What the shortfall actually looks like
Take a 12 percent pool on a 10 million fully diluted share count: 1.2 million shares. Six months after the seed closes, 700,000 are granted and 150,000 are committed to offers out for signature. Available is 350,000, not the 500,000 the cap table tool shows as "remaining."
If the last three months averaged 60,000 shares granted per month, that's 5.8 months of runway. If your next priced round, where a pool refresh normally gets negotiated, is 11 months out, you have a five-month gap where the pool runs dry and hiring either stops or forces an emergency top-up.
Why the between-round top-up is the expensive path
A pool refresh negotiated as part of a priced round gets shared, at least partially, across the new investor and the existing cap table. A top-up requested between rounds has no new money attached to it, so the entire dilution lands on current shareholders, primarily the founders, and it usually needs a fresh board resolution and sometimes major-investor sign-off to approve. Kruze Consulting's modeling on this is blunt: an out-of-cycle top-up is one of the costliest ways to fund a single hire, because you're paying full dilution for it with nothing coming back in exchange.
What to do when the runway math comes up short
- Slow the hiring pace on the roles you have the most discretion over. Push a backfill or a nice-to-have hire a quarter, not the role that's blocking revenue.
- Trim grant sizes for the remaining roles. A senior IC grant at the low end of the benchmark range instead of the high end buys real months of runway across several hires.
- Flag the refresh to your board early, not when the pool hits zero. A refresh you raise three months ahead of running out gets discussed calmly at a regular board meeting. A refresh you raise the week an offer is stuck gets rushed, and rushed approvals rarely get you good terms.
The 30-day move
Add a three-line row to whatever spreadsheet or board deck you already update monthly: granted, committed, available. Divide available by your trailing three-month grant average to get runway in months. Set a trigger at six months of runway, the same way you'd flag low cash runway, and raise the refresh conversation with your board the moment you cross it, not the month you run out.
If you're still setting the pool size for the first time, start with how to size it correctly before you sign, then layer this tracker on top once the pool is live.
This tracker belongs in the same review as your broader cap table cleanup before your next round, since pool runway, prior grants, and vesting schedules all live on the same spreadsheet.
Frequently asked questions
How do I know if my option pool is running low?
Track granted, committed, and available shares monthly, then divide available by your trailing three-month grant rate.
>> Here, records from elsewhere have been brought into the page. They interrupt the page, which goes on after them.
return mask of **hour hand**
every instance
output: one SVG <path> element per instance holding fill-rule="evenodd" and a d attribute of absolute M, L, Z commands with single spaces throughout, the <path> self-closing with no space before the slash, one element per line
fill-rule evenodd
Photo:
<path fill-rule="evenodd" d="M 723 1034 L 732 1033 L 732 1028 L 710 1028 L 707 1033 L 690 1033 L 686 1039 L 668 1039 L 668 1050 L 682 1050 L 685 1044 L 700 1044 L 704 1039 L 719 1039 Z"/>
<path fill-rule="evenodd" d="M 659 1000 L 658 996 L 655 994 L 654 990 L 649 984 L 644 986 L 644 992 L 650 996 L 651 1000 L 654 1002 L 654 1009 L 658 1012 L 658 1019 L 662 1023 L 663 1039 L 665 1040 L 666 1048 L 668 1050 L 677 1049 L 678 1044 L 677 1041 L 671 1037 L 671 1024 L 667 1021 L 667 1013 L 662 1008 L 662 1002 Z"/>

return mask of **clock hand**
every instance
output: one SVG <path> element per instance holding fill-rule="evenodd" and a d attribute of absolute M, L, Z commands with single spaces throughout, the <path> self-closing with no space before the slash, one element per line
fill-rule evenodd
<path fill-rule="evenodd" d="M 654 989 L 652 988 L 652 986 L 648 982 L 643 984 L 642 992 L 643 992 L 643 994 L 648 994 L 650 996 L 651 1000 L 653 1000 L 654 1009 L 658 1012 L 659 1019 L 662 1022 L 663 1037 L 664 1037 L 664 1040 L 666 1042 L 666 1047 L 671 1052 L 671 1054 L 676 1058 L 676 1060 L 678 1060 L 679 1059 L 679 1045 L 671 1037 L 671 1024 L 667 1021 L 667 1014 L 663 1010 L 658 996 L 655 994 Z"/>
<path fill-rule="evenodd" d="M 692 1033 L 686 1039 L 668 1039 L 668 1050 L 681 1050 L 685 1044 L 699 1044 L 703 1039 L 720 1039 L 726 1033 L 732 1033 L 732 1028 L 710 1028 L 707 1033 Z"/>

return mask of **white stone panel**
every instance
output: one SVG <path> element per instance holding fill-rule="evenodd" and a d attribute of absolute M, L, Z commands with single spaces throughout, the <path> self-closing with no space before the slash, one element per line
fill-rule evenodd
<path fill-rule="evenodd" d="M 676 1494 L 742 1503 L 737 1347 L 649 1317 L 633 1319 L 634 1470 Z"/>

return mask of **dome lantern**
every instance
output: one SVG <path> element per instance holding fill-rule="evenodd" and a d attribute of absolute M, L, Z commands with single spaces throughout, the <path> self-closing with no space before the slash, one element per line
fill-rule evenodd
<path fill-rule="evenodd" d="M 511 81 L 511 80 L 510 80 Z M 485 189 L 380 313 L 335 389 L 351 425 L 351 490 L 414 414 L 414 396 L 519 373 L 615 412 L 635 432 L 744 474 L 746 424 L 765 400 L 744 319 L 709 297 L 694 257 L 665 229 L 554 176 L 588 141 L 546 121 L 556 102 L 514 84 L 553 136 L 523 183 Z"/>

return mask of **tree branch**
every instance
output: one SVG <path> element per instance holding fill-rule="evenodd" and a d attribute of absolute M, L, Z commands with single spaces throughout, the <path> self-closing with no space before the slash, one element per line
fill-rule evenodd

If that runway number drops under six months and your next priced round is further out than that, you have a gap to plan for now.
What happens if a startup runs out of option pool shares?
Hiring with equity has to pause until the board approves a pool increase. Approved between rounds, that increase dilutes existing shareholders with no new capital coming in, which is why it's one of the more expensive ways to fund a hire.
How often should I review option pool utilization?
Monthly, alongside your cash runway review. A pool can go from comfortable to critical in a single busy hiring quarter, and a quarterly or annual check catches it too late to negotiate a calm refresh.
Does a mid-cycle option pool refresh dilute founders more than a round-time refresh?
Usually yes. A refresh negotiated as part of a priced round can be shared with the incoming investor's capital and terms. A refresh requested between rounds has no new money attached, so the dilution falls on the existing cap table alone.
What's a healthy option pool runway to maintain?
Aim to keep available pool runway longer than the time to your next expected priced round, with at least a six-month buffer. If the gap closes to under six months, raise the refresh conversation with your board before an offer letter forces the timing.